Bill Fearnley, Jr., research director for IDC’s Worldwide Blockchain Strategies, recently returned from visiting company clients in China where he found “everybody wanted to talk about supply chain.
“If you build a blockchain ledger within [a single company] that has a certain value,” Fearnley said. “The real value for blockchain is when you use distributed electronic ledgers and data to connect with suppliers, customers and intermediaries.”
One major challenge with supply chain management today involves trade finance record keeping, because a lot of trade finance record keeping is still based on inefficient systems: including faxes, spreadsheets, emails, phone calls and paper.
Along with paper legal documents, much of the international shipping industry’s information has been transmitted via electronic data interchange (EDI) – a 60-year-old technology. But once shipping manifests move to API-based technology on the new platform, shippers and everybody else in the supply chain will have more timely information and improved visibility, according to Michael White, former president of Maersk Line in North America and CEO of the new supply chain management company.
“One of the advantages of blockchain is the immutable record and trust people can have in it. If anything changes in a document…, it’s immediately apparent to all,” White said.
Manufacturers want to ensure goods get to where they’re supposed to go and those purchasing the merchandise want to make sure it originated from a reputable source.
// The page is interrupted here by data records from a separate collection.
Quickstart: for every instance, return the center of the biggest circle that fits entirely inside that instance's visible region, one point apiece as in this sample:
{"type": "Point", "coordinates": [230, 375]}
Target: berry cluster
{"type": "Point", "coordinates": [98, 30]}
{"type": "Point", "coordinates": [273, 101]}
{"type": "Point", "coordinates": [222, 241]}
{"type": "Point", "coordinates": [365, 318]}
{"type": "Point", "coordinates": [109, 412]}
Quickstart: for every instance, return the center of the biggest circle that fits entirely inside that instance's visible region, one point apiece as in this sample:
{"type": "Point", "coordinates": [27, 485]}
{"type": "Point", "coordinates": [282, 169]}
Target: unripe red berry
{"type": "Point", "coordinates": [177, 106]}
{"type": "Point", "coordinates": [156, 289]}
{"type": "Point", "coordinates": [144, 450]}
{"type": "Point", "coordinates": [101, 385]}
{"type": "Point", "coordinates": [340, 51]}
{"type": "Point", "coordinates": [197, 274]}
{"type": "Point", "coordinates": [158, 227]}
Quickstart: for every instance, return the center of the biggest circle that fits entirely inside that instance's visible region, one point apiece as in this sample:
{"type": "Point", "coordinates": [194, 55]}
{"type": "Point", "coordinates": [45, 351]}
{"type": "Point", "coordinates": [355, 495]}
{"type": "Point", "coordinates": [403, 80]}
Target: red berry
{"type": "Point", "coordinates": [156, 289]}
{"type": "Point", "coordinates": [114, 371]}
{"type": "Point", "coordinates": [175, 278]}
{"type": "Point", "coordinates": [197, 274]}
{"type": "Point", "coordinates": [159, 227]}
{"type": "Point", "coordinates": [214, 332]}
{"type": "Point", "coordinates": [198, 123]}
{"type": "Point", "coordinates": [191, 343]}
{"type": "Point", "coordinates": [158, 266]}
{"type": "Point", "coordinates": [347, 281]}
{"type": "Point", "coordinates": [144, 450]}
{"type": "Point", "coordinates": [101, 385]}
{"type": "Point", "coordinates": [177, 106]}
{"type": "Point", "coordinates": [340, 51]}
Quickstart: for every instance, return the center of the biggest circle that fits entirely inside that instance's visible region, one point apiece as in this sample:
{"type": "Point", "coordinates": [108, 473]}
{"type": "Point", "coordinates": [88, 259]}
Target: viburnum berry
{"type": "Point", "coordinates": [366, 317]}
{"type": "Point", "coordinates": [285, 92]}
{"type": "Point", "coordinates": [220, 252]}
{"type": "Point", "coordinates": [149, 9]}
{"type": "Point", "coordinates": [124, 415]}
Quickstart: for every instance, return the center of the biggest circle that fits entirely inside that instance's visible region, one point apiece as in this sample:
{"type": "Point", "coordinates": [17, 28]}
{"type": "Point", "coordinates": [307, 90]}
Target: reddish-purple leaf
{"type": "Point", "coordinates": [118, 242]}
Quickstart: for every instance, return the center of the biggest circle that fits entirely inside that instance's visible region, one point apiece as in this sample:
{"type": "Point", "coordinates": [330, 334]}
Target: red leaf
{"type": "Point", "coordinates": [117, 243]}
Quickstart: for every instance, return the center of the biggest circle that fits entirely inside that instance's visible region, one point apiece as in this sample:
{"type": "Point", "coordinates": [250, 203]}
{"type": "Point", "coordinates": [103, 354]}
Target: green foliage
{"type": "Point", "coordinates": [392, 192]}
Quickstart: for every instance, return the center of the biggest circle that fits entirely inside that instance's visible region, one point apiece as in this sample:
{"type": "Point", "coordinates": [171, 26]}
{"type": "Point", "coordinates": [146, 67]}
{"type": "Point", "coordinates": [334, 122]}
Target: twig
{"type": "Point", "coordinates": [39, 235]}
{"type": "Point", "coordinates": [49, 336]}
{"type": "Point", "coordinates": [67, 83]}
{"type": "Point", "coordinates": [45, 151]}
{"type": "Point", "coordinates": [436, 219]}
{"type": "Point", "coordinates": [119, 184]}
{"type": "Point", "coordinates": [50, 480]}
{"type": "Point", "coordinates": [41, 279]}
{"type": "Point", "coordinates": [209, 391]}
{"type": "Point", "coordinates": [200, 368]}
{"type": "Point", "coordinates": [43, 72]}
By including both ends of that supply chain, it addresses the threat of counterfeit goods, fraud and theft, according to Fearnley.
Blockchain technology, which can be either an open ledger (seen by anyone) or a permissioned network (seen only by those authorized) addresses the supply chain challenge as it’s an immutable or unchangeable record shared among network participants that’s updated in real time.
“With distributed ledgers, manufacturers and retailers can all be looking at the digital and physical products in the supply chain, and they can all be looking at the same information, which enables them to cut steps in the shipping and payment reconciliation process,” Fearnley said.
For example, if a retailer orders 1,000 widgets and only 990 show up, they can refuse to pay the invoice until the manufacturer can show where the other units are. And, depending on the contract, that can leave an invoice in limbo for days or weeks.
“If you’re able to improve record keeping, with distributed ledgers, then you can improve reconciliation, and then you can speed up the payment process; you can reduce fraud and get people paid faster,” Fearnley said.
Blockchain ledgers can also improve financial liquidity.
For example, an aggregated record between manufacturers or distributors and buyers can also include the financing partners, so that once all parties agree goods have been delivered, payments on invoices can be released.
“The sooner manufacturers and distributors can agree on shipments and receipts, the sooner manufacturers can be paid for their goods. Getting paid faster improves financial liquidity for members of the supply chain,” Fearnley said.
Announcements like the one by IBM and Mearsk this week can provide additional credibility behind future blockchain-based supply chain management systems.
“The ability to build a shared record is the key here, and it would be harder for startups to lead the development of large scale ecosystems supported by distributed ledgers,” Fearnley said. “It’s better if some industry leaders get involved to help lead the development because many of them have established trusted relationships throughout the supply chain.”